So i am stuck - I have looked at tons of answers in here, but none seems to resolve my last problem.
Through an API with JSON, I receive an equipment list in a camelcase format. I can not change that.
I need this camelcase to be translated into normal language -
So far i have gotten most words seperated through:
$string = "SomeEquipmentHere";
$spaced = preg_replace('/([A-Z])/', ' $1', $string);
var_dump($spaced);
string ' Some Equipment Here' (length=20)
$trimmed = trim($spaced);
var_dump($trimmed);
string 'Some Equipment Here' (length=19)
Which is working fine - But in some of the equipments consists of abbreviations
"ABSBrakes" - this would require ABS and separated from Brakes
I can't check for several uppercases next to each other since it will then keep ABS and Brakes together - there are more like these, ie: "CDRadio"
So what is want is the output to be:
"ABS Brakes"
Is there a way to format it so, if there is uppercases next to eachother, then only add a space before the last uppercase letter of that sequence?
I am not strong in regex.
EDIT
Both contributions are awesome - people coming here later should read both answers
The last problems to consists are the following patterns :
"ServiceOK" becomes "Service O K"
"ESP" becomes "ES P"
The pattern only consisting of a pure uppercased abbreviation is fixed by a function counting lowercase letter, if there is none, it will skip over the preg_replace().
But as Flying wrote in the comments on his answer, there could potentially be a lot of instances not covered by his regex, and an answer could be impossible - I don't know if this could be a challenge for the regex.
Possibly by adding some "If there is not a lowercase after the uppercase, there should not be inserted a space" rule
Here is a single-call pattern that doesn't use any anchors, capture groups, or references in the replacement string: /(?:[a-z]|[A-Z]+)\K(?=[A-Z]|\d+)/
Code: (Demo)
$tests = [
'SomeEquipmentHere',
'ABSBrakes',
'CDRadio',
'Valve14',
];
foreach ($tests as $test) {
echo preg_replace('/(?:[a-z]|[A-Z]+)\K(?=[A-Z]|\d+)/',' ',$test),"\n";
}
Output:
Some Equipment Here
ABS Brakes
CD Radio
Valve 14
This is a better method because there is nothing to mop up.
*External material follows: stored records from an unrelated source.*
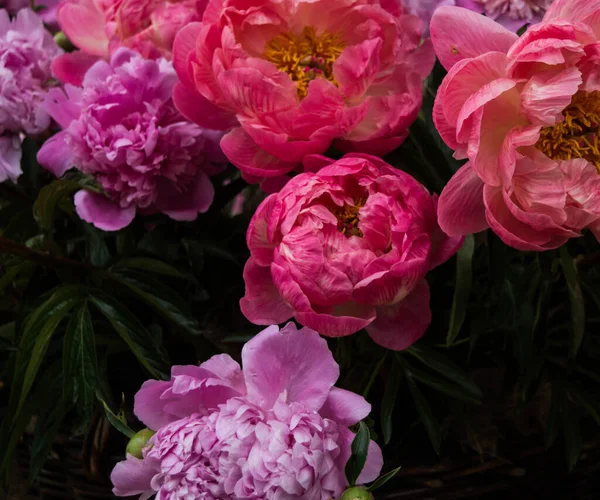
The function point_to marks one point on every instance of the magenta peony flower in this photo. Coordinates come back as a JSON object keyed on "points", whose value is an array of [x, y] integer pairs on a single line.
{"points": [[526, 113], [99, 28], [121, 128], [279, 429], [26, 52], [346, 248], [289, 79]]}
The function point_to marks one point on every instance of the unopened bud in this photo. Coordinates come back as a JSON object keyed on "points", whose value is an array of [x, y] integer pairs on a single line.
{"points": [[138, 442], [356, 493]]}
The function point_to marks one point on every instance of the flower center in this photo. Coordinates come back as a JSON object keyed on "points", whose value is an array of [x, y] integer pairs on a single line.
{"points": [[305, 57], [347, 216], [577, 135]]}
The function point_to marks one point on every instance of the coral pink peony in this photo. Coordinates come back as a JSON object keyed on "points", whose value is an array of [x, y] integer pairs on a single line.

If there are new strings to consider (that break my method), please leave them in a comment so that I can update my pattern.
Pattern Explanation:
/ #start the pattern
(?:[a-z] #match 1 lowercase letter
| #or
[A-Z]+) #1 or more uppercase letters
\K #restart the fullstring match (forget the past)
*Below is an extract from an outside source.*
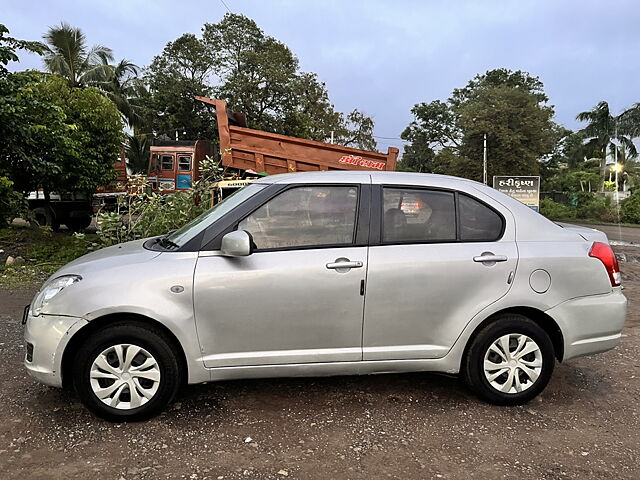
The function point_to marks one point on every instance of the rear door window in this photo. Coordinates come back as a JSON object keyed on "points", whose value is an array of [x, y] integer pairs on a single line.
{"points": [[418, 216], [478, 222]]}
(?=[A-Z] #look-ahead for 1 uppercase letter
| #or
\d+) #1 or more digits
/ #end the pattern
Edit:
There are some other patterns that may provide better accuracy including:
/(?:[a-z]|\B[A-Z]+)\K(?=[A-Z]\B|\d+)/
Granted, the above pattern will not properly handle ServiceOK
Demo Link Word Boundaries Link
or this pattern with an anchor:
/(?!^)(?=[A-Z][a-z]+|(?<=\D)\d)/
The above pattern will accurately split: SomeEquipmentHere
, ABSBrakes
, CDRadio
, Valve14
, ServiceOK
, ESP
as requested by the OP.
*Note: Pattern accuracy can be improved as more sample strings are provided.